6月2日のDeNA戦で勝利し、悪夢の連敗を16でストップさせたヤクルト。その渦中、球団側は小川淳司監督の続投を明言していたにもかかわらず、一部では次期監督候補の名前が報じられていた。

「そこで、いの一番に挙がる名前の評判が実は芳しくないんです」(スポーツ紙デスク)

 宮本慎也ヘッドコーチ(48)のことだ。侍ジャパンでキャプテンシーを評価され、史上最年長(当時)で2000本安打を達成。古巣に戻ってきた際には、球団関係者の誰もが次期監督と見做していたが……。


現役時代は“自衛隊”のニックネームも ©時事通信社

「真中満前監督時代は弛んでいたと見ており、猛練習を課し始めた。練習しないと勝てないというのは正論ですが、選手たちは『うちは軍隊ですよ』とぼやいている。ヤクルトは選手の自主性に任せ、伸び伸びやらせるチーム文化ですから。神宮球場で試合がある時、若手は早出の練習をするのですが、“鬼軍曹”が姿を現すと、これ見よがしに『よし、行くぞ!』と声が挙がるんです(笑)」(ベテラン記者)
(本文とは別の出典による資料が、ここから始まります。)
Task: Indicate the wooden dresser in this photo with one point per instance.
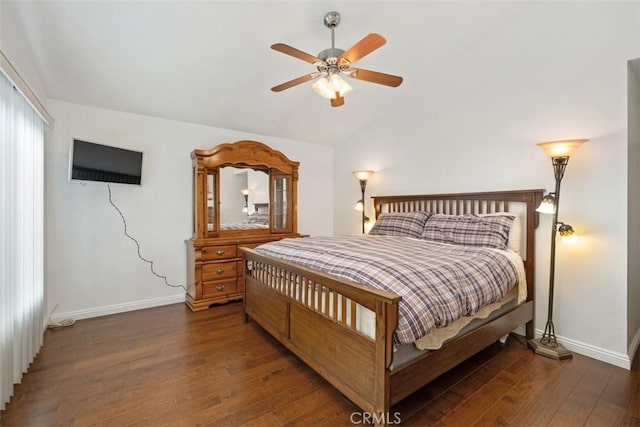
(244, 194)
 5月30日、14連敗した後の全体ミーティングで、小川監督は「責任は監督である俺にある」と語ったが、宮本ヘッドは技術的なアドバイスをするのみだったという。

「『やるのは僕らなんで』と選手たちは話していて、監督の言葉は響いていた。だけど『ヘッドは何て?』と聞くと『宮本さんは、技術的なことを言ってました……』と淡々と答えていたので、温度差を感じました」(担当記者)
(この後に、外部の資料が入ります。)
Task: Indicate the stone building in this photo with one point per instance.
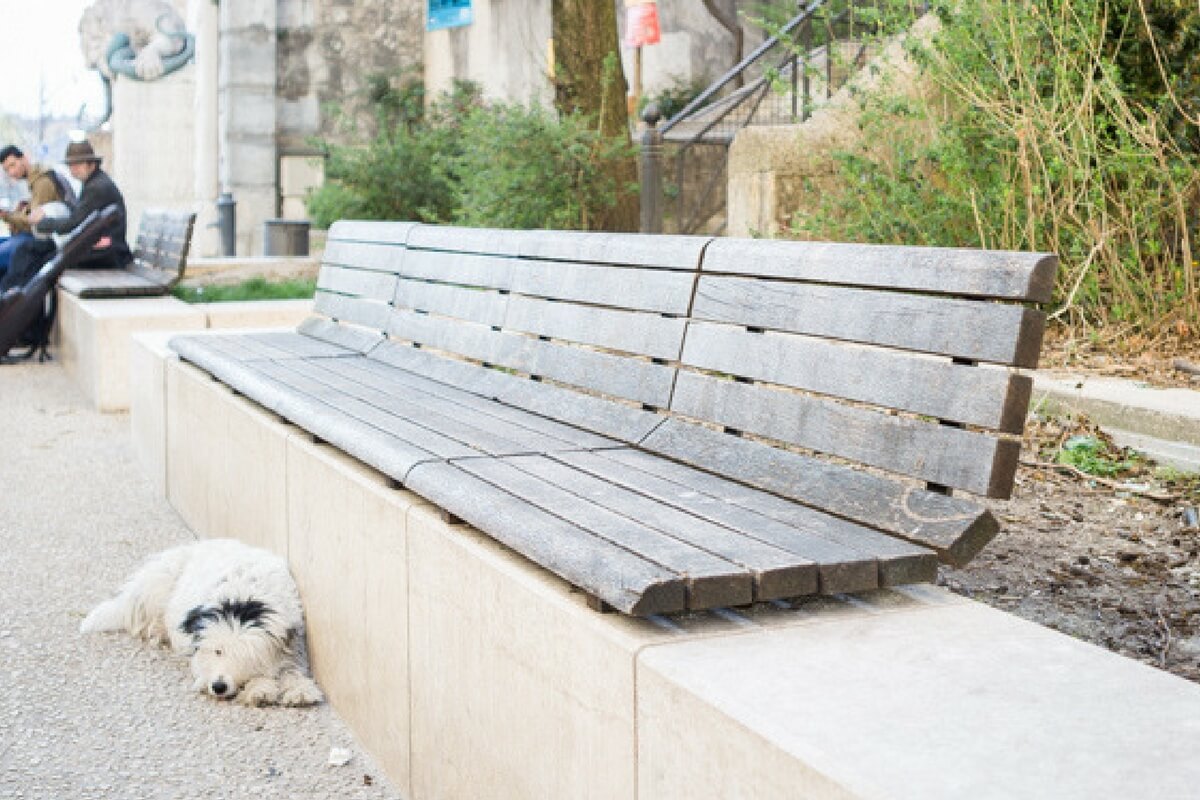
(240, 115)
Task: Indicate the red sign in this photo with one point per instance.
(642, 24)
ミスしてもフォローがなく、いいプレーをしても褒めない

 連敗中、「手を尽くしてるんだけど結果が出ないんだよ」と話していた宮本ヘッドが、「ピッチャーまで教えてるんです」とチーム関係者から呆れられていたという話も。

「今季苦しんでいるエースの小川泰弘に指導したそうです。野手出身のコーチが投手を指導するなんて、阪神の金本知憲前監督と似てますね。良かれと思ってのことでしょうが、押し付けがましいと呆れられています」(前出・デスク)

 自分に厳しく人にも厳しい姿勢は、若手選手たちに疎まれているという。

「ミスしてもフォローがなく、いいプレーをしても褒めないので、今の選手には受け入れられない。次期監督として球団側の評価は高くないようです」(前出・ベテラン記者)

 燕が再び高く舞うには、鬼が仏になるか、選手がタフになる必要がありそうだ。